Tanuary: Piratica

As I wrote in my last post, after two volumes of my favorite author’s dark fairy tales and short stories for adults, I needed a break. Having nothing on my shelves that fit the bill, I hastened to my local public library. Their collection of Tanith Lee is minimal, I must say, and mostly made up of her stories among others in anthologies. They’ve got some stuff that’s new to me, so I selected Piratica: being a daring tale of a singular girl’s adventure upon the high seas. Not only is this a Tanith novel I’d never read, it’s a Tanith genre I’d never read: YA. (Unless The Silver Metal Lover is YA. I don’t think so. Daughter of the Night say it isn‘t. Moving on.)

Piratica tells the story of a girl named Artemesia, called Art, whose mother was a pirate captain famous for her wit, her courage, and the fact that she never killed anyone. Art escapes from the finishing school wherein her father has imprisoned her and sets out to reassemble her mother’s crew and sail for glory. There is swordplay, there is a hunt for fabled treasure, and a little romance as well. Things are not as they seem, but all ends well. Maybe a little too well: Art is sixteen and has spent almost half her life in a finishing school. Yet her skill with a sword rivals Inigo Montoya and “a keener hand at scuttling a Cunarder or cutting out a P & O never shipped a handspike,” if I may borrow a phrase from the Pirate King. This is not a fantasy novel, though it takes place in a parallel world: six of one, half-dozen of the other, I suppose, but there is no obvious magic at work, unless you count the heroine’s skill at the pirate arts.

I took a while to get into it, but read the second half in one day. It was breezy, and fun, but something about it never really got me involved, and it’s not one of my favorites. I doubt I will track down the sequel. I will say, one, that as I am trying to write some pirate stories myself (and will have one published this year, God willing) it did give me some ideas. And two, the male romantic lead is a good-looking man with white hair.
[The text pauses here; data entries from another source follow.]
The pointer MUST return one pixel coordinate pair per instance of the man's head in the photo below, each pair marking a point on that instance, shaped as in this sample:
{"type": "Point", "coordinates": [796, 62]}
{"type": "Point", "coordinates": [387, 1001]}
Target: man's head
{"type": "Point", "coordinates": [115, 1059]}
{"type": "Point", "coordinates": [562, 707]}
Anyone who knows me will tell you that I am a sucker for white hair. I even made a list about it on Amazon a million years ago.

So that concludes Tanuary. An interesting experiment. I shall probably repeat it next year, though perhaps not as densely. As it is, I did cheat this month with Wake, Siren: Ovid Resung by Nina MacLaughlin. I don’t think Tanith would mind; she’d probably have liked that book quite a bit.